Grande successo per il conferimento del Premio Castello Arintha 2026, uno degli appuntamenti più prestigiosi e rappresentativi del Rotary Club Rende

Quest’anno si è voluto rendere omaggio al Prof. Gianluigi Greco, Magnifico Rettore dell’Università della Calabria e recentemente nominato dal Governo nazionale Coordinatore della Commissione per l’aggiornamento della Strategia Italiana sull’Intelligenza Artificiale, incarico che lo colloca tra i principali protagonisti delle politiche italiane sull’innovazione e sulle tecnologie del futuro.
La manifestazione, svoltasi presso il Best Western Premier Villa Fabiano Palace Hotel di Rende, ha registrato la partecipazione di quasi 200 presenti, tra rappresentanti delle istituzioni, del mondo accademico, delle professioni, dell’imprenditoria e numerosi soci rotariani.
Il prestigioso riconoscimento è stato consegnato al Prof.
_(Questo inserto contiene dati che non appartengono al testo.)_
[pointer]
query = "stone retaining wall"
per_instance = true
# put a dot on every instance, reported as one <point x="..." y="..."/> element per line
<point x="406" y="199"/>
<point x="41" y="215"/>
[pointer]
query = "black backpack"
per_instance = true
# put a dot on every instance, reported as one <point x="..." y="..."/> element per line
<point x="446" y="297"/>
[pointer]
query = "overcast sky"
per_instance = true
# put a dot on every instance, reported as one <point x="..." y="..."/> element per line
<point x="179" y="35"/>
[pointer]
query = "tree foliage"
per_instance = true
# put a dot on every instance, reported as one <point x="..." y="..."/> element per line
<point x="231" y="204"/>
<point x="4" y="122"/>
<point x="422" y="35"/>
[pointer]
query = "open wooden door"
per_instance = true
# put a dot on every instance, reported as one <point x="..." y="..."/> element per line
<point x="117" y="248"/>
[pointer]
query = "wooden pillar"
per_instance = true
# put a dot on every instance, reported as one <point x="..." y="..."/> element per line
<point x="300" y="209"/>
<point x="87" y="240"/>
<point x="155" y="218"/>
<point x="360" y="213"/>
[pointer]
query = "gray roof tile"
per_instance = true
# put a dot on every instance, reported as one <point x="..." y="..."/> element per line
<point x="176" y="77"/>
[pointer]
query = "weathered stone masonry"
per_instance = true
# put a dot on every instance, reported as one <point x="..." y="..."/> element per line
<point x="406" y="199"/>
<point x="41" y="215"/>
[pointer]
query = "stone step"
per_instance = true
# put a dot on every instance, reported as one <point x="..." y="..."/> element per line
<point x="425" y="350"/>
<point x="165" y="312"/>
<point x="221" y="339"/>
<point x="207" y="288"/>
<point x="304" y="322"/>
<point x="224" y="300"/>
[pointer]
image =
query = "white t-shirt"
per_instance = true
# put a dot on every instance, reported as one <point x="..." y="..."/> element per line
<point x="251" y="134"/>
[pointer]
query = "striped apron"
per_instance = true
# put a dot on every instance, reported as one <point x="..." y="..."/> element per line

Greco dal Sindaco di Rende, Sandro Principe, che ha sottolineato il valore dell’attività scientifica, accademica e istituzionale svolta dal Rettore e il contributo che l’Università della Calabria continua a offrire alla crescita culturale, sociale ed economica del territorio.
Nel corso della cerimonia, il Presidente del Rotary Club Rende, Sergio Mazzuca, ha evidenziato come il Premio Castello Arintha rappresenti da anni uno dei momenti più significativi della vita del Club, destinato a valorizzare personalità che, attraverso il proprio impegno professionale, scientifico e umano, contribuiscono concretamente al progresso della società.
Momento centrale della serata è stata la Lectio Magistralis del Prof. Greco dal titolo “Intelligenza artificiale: istruzioni per l’uso”, che ha letteralmente incantato il pubblico presente.
Con una straordinaria capacità divulgativa e comunicativa, il Rettore è riuscito a trasformare argomenti estremamente complessi e specialistici in concetti semplici, chiari e accessibili a tutti. Attraverso esempi concreti e un linguaggio efficace, ha illustrato il funzionamento delle moderne applicazioni di intelligenza artificiale, spiegando ai presenti come utilizzare in maniera consapevole strumenti che stanno già trasformando il mondo della ricerca, del lavoro, della formazione e della vita quotidiana.
Particolarmente apprezzata è stata la riflessione sul rapporto tra uomo e tecnologia. Il Prof. Greco ha infatti sottolineato come alla base dell’intelligenza artificiale non vi siano le macchine, ma l’uomo. Il progresso dell’intelligenza artificiale, ha spiegato, potrà generare benefici sempre maggiori soltanto se procederà di pari passo con la crescita culturale, etica e intellettuale delle persone. Un percorso destinato a diventare un autentico circolo virtuoso nel quale l’intelligenza umana e quella artificiale si rafforzano reciprocamente.
Tra i passaggi più significativi e applauditi della Lectio Magistralis, il Rettore ha lanciato un messaggio particolarmente forte alle giovani generazioni e a tutti i presenti: è certamente importante conoscere e utilizzare strumenti innovativi come ChatGPT e le altre applicazioni di intelligenza artificiale, ma è altrettanto indispensabile continuare a studiare, leggere i grandi classici della letteratura mondiale, coltivare una solida cultura personale e sviluppare il pensiero critico. Solo una conoscenza ampia e profonda può consentire all’uomo di guidare consapevolmente l’evoluzione tecnologica e di porla realmente al servizio dell’umanità.
Al termine della Lectio Magistralis si è vissuto il momento più emozionante della serata. I quasi 200 presenti si sono infatti alzati spontaneamente in piedi tributando al Rettore Gianluigi Greco una lunga e calorosa standing ovation, accompagnata da un interminabile applauso che ha rappresentato il più autentico riconoscimento alla qualità della relazione, alla profondità dei contenuti esposti e al valore umano e scientifico del relatore.
La serata ha confermato ancora una volta il ruolo del Rotary Club Rende quale promotore di iniziative di alto profilo culturale e civile, capaci di favorire il dialogo tra istituzioni, università, professioni e società civile, valorizzando le eccellenze del territorio e offrendo occasioni di riflessione sui grandi temi che caratterizzano il nostro tempo.